I returned home after my year abroad around four months ago. Like everyone else I had the time of my life whilst I was abroad. I met wonderful people, immersed myself in the culture and made life-long friends.
But once I returned home, I felt oddly unfamiliar with my surroundings, even though I had spent 20 years in them. I felt I had a piece missing and I didn't quite know why. Reverse culture shock. I'm not going to lie to you and say everything was exactly the same as I left, because it isn't. For me personally, my year abroad in America and Australia increased my confidence, my inter-personal skills and my independence as well as introduced people that I formed a strong bond with, over such a small amount of time. Now I don't live half way round the world, in the culture I learned to love, home feels not so homely anymore.
However, I'm not saying that this change is bad. I'm saying that the experience of studying abroad allowed me to grow and mature in ways I didn't know were possible. Return culture shock is something that happens because you're not the same person as when you left. You're more experienced, more culturally aware and in some cases a lot happier. So it's normal to feel like something isn't quite right when being back home. It shows that you have gained from studying abroad, apart from your tan or your Facebook friend list, of course.
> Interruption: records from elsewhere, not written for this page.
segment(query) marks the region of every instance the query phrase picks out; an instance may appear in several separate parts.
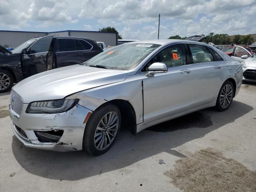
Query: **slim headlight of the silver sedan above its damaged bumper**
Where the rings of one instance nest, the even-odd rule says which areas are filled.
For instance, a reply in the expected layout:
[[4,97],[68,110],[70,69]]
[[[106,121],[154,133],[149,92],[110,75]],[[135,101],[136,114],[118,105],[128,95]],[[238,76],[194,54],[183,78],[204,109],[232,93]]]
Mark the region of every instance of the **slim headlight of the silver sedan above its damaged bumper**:
[[28,105],[26,113],[61,113],[78,103],[79,99],[60,99],[52,101],[37,101]]

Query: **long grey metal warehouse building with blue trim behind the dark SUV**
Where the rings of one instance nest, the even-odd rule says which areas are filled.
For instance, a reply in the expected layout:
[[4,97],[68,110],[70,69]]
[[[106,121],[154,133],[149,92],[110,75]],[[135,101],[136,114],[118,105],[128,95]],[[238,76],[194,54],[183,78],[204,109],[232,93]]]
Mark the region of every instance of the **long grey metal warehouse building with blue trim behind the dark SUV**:
[[16,48],[18,45],[32,38],[39,38],[46,35],[55,34],[56,36],[79,36],[104,42],[109,46],[118,44],[118,32],[99,32],[99,31],[77,31],[66,30],[56,32],[31,32],[31,31],[6,31],[0,30],[0,45],[8,48]]

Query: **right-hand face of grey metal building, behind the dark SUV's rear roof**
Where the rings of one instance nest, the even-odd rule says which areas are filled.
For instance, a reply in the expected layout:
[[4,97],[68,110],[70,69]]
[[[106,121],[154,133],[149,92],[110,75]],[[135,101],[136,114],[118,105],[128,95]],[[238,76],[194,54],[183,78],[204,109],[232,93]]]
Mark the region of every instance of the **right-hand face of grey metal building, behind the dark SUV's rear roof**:
[[104,42],[109,46],[116,46],[116,33],[70,31],[70,36],[86,37],[96,41]]

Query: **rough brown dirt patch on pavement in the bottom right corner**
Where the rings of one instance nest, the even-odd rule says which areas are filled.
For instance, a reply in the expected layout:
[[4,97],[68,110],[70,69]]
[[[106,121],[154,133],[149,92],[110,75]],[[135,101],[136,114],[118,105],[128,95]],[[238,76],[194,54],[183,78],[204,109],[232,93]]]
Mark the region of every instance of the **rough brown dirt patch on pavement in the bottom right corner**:
[[176,160],[165,175],[184,192],[256,192],[256,172],[213,149]]

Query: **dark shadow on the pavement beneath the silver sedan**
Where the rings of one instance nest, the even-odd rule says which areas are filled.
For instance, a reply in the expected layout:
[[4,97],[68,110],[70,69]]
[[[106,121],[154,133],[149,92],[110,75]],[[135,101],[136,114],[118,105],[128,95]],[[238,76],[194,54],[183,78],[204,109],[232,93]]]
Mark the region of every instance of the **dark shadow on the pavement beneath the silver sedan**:
[[83,151],[61,153],[27,148],[15,136],[12,151],[22,168],[31,174],[56,180],[80,180],[126,168],[161,152],[184,158],[186,156],[172,149],[204,137],[251,110],[251,106],[234,101],[225,112],[217,112],[213,108],[201,110],[153,126],[135,136],[122,130],[113,147],[97,157]]

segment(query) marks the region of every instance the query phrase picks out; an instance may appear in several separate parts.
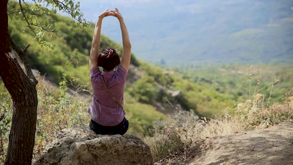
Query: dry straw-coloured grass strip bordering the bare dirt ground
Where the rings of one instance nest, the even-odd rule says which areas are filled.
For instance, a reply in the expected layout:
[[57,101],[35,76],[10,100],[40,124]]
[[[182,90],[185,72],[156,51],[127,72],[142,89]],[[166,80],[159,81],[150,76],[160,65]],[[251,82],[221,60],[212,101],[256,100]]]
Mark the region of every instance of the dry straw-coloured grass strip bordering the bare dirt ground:
[[[261,79],[261,76],[259,78]],[[262,89],[258,89],[259,82],[260,80],[250,99],[235,105],[232,110],[223,110],[221,115],[214,119],[199,120],[192,112],[181,111],[171,105],[175,110],[172,120],[158,123],[152,136],[145,138],[154,159],[160,160],[178,153],[186,154],[190,148],[199,146],[206,138],[233,135],[240,131],[293,121],[293,88],[285,95],[283,103],[273,103],[269,106],[270,97],[266,100],[264,95],[260,94]],[[271,85],[272,89],[275,83],[278,82],[267,86]]]

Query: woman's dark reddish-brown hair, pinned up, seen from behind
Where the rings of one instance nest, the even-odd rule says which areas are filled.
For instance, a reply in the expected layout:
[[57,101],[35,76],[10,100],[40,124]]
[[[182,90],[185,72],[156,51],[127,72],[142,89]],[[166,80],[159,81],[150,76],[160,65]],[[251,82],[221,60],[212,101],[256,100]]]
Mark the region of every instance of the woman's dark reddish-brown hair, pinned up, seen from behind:
[[98,55],[98,67],[103,67],[106,71],[113,70],[119,64],[120,58],[114,48],[103,48]]

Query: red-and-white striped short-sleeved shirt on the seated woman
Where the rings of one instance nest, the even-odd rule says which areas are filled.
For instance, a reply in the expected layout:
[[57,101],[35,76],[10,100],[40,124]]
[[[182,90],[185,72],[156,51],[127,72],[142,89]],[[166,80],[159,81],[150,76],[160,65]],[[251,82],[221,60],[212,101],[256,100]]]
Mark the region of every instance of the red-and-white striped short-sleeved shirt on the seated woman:
[[90,70],[93,98],[88,113],[91,119],[103,126],[115,126],[122,122],[125,111],[115,102],[101,81],[101,75],[113,96],[123,105],[124,84],[127,71],[120,65],[117,71],[101,72],[99,67]]

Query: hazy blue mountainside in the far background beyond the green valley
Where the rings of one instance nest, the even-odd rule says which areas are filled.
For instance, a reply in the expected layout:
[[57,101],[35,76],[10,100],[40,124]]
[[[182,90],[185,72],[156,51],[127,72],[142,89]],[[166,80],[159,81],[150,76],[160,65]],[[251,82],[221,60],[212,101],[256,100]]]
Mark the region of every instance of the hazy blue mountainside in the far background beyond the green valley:
[[[292,0],[82,0],[96,21],[118,7],[139,59],[160,65],[292,63]],[[92,7],[94,6],[94,7]],[[102,32],[121,42],[115,18]]]

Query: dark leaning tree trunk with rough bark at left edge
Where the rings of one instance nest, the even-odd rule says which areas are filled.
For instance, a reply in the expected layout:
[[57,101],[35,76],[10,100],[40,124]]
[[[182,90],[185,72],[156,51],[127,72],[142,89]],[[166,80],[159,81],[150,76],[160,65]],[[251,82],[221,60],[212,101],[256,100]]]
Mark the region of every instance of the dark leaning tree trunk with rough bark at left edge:
[[[26,49],[16,47],[8,33],[7,1],[0,0],[0,77],[13,101],[5,165],[31,165],[37,120],[37,81],[27,63]],[[23,72],[16,60],[25,65]]]

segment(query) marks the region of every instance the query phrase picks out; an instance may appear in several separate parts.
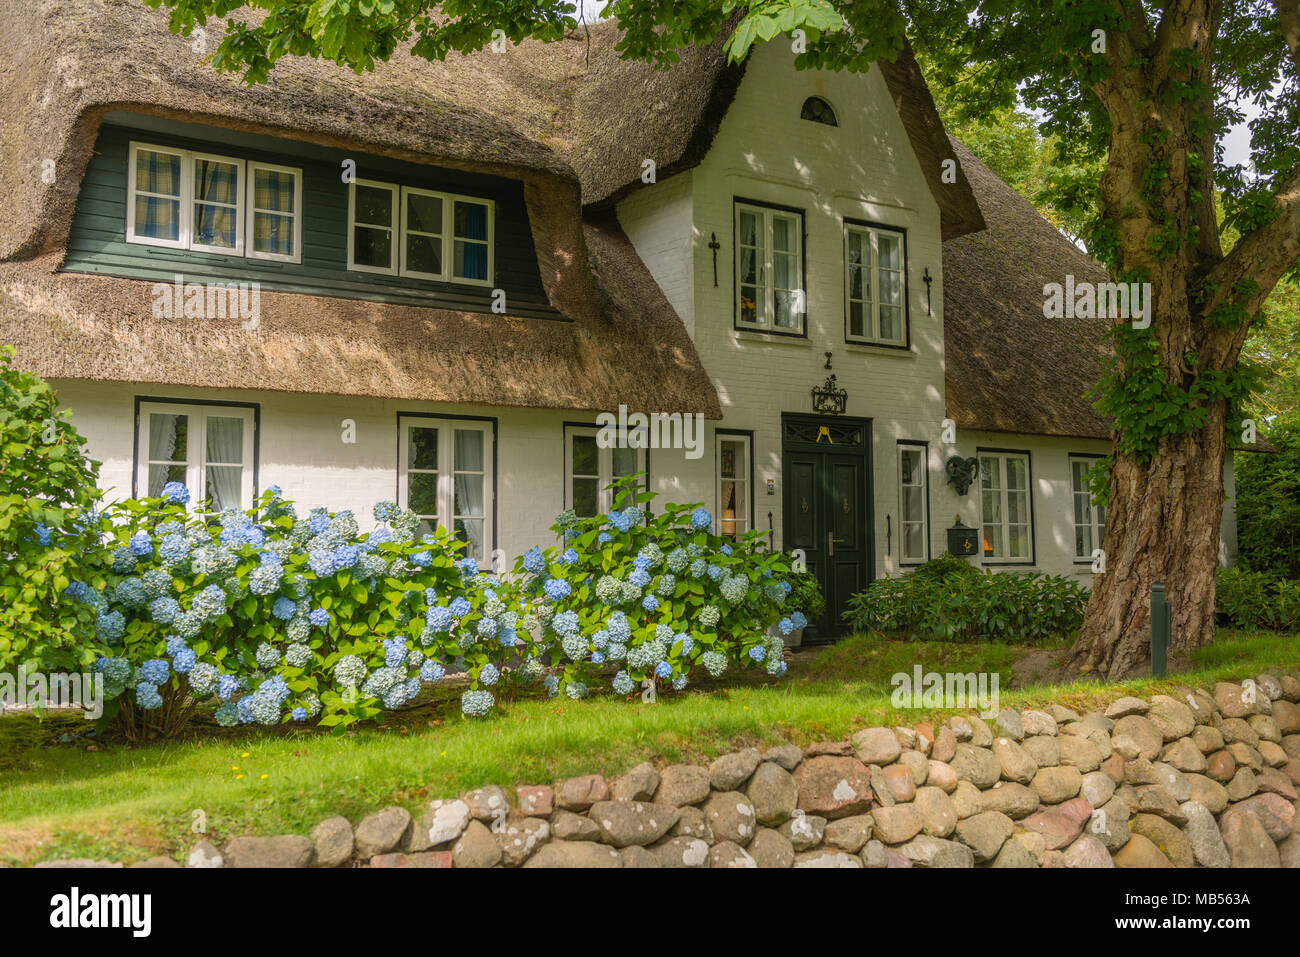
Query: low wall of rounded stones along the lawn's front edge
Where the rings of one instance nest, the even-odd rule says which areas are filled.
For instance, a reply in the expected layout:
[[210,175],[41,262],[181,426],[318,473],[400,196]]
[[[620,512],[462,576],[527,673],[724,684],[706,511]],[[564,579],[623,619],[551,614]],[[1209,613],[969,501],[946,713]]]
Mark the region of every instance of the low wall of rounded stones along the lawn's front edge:
[[1104,713],[1053,705],[866,728],[707,767],[478,788],[417,818],[403,807],[355,827],[330,818],[311,837],[202,843],[188,863],[1297,867],[1296,702],[1300,680],[1261,675],[1182,700],[1123,697]]

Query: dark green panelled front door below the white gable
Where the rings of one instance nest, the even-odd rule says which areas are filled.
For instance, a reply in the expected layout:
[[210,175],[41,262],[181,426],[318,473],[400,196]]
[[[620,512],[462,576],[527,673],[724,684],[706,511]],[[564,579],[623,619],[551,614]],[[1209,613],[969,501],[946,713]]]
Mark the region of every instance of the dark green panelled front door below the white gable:
[[785,550],[802,549],[826,596],[812,640],[841,635],[849,597],[872,577],[871,471],[867,420],[785,416],[783,472]]

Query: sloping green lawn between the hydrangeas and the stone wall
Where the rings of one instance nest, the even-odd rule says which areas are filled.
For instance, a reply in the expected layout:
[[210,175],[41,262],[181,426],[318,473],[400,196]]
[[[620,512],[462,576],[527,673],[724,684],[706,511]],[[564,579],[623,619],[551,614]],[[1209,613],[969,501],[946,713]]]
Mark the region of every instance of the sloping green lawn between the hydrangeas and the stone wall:
[[614,775],[647,758],[705,761],[750,744],[807,744],[868,724],[914,724],[946,714],[890,706],[890,676],[910,674],[916,663],[939,672],[996,671],[1004,707],[1056,701],[1087,709],[1121,694],[1300,670],[1296,638],[1221,631],[1216,645],[1180,663],[1188,671],[1162,681],[1049,685],[1040,675],[1050,672],[1063,645],[898,642],[859,635],[801,651],[785,679],[737,676],[654,705],[612,694],[520,698],[488,719],[471,720],[460,716],[448,689],[382,727],[347,735],[204,723],[185,741],[138,748],[87,739],[81,719],[5,718],[0,862],[179,854],[196,840],[196,822],[213,843],[235,833],[306,833],[332,814],[355,820],[389,804],[416,810],[433,797],[481,784]]

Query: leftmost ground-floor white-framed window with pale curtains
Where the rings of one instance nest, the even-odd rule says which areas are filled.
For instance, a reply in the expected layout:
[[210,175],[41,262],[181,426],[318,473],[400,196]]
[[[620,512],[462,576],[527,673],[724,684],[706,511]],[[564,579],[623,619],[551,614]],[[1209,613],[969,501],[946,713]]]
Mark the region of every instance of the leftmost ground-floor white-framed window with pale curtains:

I think some of the Reverse culture shock came from me missing the friendships I had formed, so I decided to change this and met up with my Friends from Germany. We had a whole day to catch up so decided the best way would be drinking lots of Starbucks and good old German alcohol. Even though it was just one day, it made me realise that the bonds that were formed wouldn't disappear just because of the distance between us. It made me feel a lot happier and I that the oddness of being back home was just due to missing what I had gained. Just like people getting homesick which is hard at first but eases in time.